The conquest of the Pelagie Islands



Operation Corkscrew, the conquest of the Pelagie archipelago and the island of Pantelleria, was the predecessor of Operation Husky. It began with the bombardment of Pantelleria (9 May 1943) and ended with the taking of Linosa and Lampione (13 June 1943).

​​Following the surrender of the Axis forces in North Africa in May 1943, the Allied commands decided to prepare plans for the invasion of Italy. 

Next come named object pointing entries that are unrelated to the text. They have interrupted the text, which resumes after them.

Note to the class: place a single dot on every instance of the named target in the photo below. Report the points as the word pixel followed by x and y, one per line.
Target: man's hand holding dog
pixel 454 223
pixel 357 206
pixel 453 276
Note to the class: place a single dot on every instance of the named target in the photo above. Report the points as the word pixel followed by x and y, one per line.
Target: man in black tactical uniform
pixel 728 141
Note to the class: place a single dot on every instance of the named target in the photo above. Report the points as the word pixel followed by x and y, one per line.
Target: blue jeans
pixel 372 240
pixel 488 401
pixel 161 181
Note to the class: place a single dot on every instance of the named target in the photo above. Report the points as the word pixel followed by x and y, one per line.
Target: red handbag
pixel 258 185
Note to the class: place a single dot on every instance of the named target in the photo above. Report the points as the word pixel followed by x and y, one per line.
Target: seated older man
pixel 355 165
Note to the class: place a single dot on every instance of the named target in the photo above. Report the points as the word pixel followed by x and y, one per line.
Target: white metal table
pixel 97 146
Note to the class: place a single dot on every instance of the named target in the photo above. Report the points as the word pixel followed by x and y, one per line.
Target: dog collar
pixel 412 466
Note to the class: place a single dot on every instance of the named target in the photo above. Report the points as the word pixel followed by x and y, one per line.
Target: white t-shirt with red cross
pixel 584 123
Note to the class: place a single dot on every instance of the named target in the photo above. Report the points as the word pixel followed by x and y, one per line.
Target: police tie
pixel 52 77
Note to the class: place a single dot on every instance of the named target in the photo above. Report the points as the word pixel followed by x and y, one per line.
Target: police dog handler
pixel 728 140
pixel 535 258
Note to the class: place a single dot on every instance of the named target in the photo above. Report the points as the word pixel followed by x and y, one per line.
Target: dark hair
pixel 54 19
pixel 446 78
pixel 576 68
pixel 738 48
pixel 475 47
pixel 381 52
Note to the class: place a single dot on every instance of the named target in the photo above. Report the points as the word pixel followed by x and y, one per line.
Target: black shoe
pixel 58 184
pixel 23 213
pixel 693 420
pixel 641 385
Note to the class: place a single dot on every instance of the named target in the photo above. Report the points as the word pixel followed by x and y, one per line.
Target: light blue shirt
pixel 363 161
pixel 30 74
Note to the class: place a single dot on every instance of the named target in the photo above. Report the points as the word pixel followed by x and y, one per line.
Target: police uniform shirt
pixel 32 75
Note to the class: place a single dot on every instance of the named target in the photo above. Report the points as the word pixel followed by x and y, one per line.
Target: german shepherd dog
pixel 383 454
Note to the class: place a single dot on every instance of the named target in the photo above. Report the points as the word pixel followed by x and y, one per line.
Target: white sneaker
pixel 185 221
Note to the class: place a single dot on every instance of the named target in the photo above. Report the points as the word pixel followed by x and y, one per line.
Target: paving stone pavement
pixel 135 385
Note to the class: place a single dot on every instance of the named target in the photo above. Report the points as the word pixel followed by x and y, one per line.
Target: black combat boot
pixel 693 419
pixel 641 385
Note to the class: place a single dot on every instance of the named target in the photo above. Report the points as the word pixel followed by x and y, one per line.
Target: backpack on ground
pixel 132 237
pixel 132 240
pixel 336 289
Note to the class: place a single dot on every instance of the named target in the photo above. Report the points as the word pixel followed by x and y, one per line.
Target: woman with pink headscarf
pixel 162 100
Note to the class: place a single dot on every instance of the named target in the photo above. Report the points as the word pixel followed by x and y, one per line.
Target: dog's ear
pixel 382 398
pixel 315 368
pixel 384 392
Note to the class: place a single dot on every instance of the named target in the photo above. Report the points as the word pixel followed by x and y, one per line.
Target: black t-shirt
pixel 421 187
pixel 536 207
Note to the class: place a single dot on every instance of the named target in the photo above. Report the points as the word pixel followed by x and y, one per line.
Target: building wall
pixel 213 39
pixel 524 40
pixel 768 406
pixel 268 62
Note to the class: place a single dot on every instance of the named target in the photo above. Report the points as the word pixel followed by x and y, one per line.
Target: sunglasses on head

 Between 9 May and 6 June 1943, the Anglo-American air force heavily bombed Pantelleria: the conquest of the island and the Pelagie archipelago was considered of paramount importance in order to launch Operation Husky. By exploiting its port and airport infrastructures (Pantelleria is located just 65km northeast of Tunisia and 110km southwest of the Sicilian coast), it would be easier to attack Sicily and further strengthen air and sea control over the Mediterranean. To achieve this strategic objective, more than 6200 tonnes of bombs rained down on Pantelleria in just under a month, dropped during Allied air raids but also from the bombardment operated by British naval vessels. 

​​The Italian General Staff, aware of how crucial the island of Pantelleria was for the defence of Sicily, had therefore fortified and garrisoned it with a large military contingent of more than 11,000 troops, supported by 21 batteries of cannons. 

​​In the initial stages of Operation Corkscrew, the Allies knocked out the runways of the airport. However, most of the Italian aircraft escaped the bombing unscathed because they were protected by hangars designed by Pier Luigi Nervi, Italian engineer and architect, in the 1930s. Despite the huge deployment of forces, when the British troops landed on the island on 11 June, the Italian soldiers, led by Admiral Gino Pavesi, surrendered. Resistance to the Allies was therefore almost non-existent. 

At the same time, the Anglo-Americans also acted on the other islands of the Pelagie archipelago. Lampedusa, defended by some 4,400 soldiers, was intensely bombarded for the first time on 5 June, while on 7 June the British attempted an initial assault on the island, which was repulsed. On 12 June, an intense bombardment annihilated the Italian defences. Realising that it was impossible to defend themselves, Admiral Orazio Bernardini took the decision to surrender to the Allies. On 13 June, the island of Linosa and the islet of Lampione were also taken. The first step for the landing in Sicily (and Europe) was accomplished.